Sem responder Rigur diretamente -ao que eu sabia que isso só iria esticar ainda mais a conversa- eu apenas em troca balancei de leve minha cabeça, segurando um pouco meu manto para não cair da minha cabeça e levantando meu rosto em direção ao relógio que estava dependurado acima de nós.
"Faltam 40 minutos... É um tempo bem apertado para conseguirmos chegar lá e ainda encontrar Gale... não dá para desperdiçar mais nenhum segundo mesmo."

— "Certo, tome cuidado então no que você for fazer. Nos vemos amanhã de novo."

Rigur então me disse aquilo balançando sua mão, ao que ele sabia que eu não iria mais respondê-lo de volta, já que eu já havia voltado a caminhar apressadamente rumo a saída da Boate.
Dando então minhas costas para ele e apressando meus passos, eu apenas balancei minha mão em retorno -sem garantias de que ele havia visto-, passando finalmente por aquela porta e saindo naquele corredor de prédios escuros aonde fielmente aquele Skrea estava me aguardando.

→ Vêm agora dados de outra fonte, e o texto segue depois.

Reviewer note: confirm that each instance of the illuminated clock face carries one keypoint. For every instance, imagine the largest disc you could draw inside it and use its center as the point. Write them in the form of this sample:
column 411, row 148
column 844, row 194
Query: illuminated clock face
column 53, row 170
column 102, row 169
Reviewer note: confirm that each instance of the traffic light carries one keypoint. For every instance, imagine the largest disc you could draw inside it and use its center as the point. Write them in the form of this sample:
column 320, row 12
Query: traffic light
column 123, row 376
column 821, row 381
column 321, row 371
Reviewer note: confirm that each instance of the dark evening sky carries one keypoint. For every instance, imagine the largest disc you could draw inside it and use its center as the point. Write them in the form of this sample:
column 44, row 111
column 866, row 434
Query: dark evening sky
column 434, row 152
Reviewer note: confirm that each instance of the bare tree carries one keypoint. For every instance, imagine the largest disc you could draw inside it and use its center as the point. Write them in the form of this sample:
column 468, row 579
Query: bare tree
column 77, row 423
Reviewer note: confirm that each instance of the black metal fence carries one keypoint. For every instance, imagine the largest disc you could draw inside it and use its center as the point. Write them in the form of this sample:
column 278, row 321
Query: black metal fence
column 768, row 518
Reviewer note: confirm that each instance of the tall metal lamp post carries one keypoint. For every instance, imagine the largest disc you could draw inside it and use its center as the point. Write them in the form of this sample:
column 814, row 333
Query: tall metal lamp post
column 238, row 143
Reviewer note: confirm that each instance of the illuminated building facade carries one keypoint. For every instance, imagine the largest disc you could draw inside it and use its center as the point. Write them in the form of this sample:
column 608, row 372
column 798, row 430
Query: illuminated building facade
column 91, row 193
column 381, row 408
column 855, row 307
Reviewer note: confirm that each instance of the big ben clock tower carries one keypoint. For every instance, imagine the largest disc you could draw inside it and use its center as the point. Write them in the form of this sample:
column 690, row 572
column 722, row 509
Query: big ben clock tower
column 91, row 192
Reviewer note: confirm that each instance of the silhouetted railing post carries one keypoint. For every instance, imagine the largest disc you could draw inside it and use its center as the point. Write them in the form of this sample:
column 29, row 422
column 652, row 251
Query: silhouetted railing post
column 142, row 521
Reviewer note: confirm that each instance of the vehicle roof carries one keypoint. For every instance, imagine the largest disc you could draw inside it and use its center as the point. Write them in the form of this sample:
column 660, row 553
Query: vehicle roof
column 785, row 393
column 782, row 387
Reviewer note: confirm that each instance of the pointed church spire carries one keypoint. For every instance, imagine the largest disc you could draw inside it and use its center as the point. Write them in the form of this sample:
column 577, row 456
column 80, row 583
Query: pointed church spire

Sua presença parecia intimidar um pouco as pessoas que passavam por nós dois, ao que suas roupas escuras e compridas, e seu olhar impaciente e afiado parecia propositalmente tentar afastá-las.
Porém assim que me notara, ele então voltou a dar suas costas para mim começando também a andar e não me dando um instante sequer de tempo para decidir qual rota afinal tomaríamos, me provando que assim como eu, ele também não ia perder mais nenhum segundo sequer até chegarmos nas Avenidas.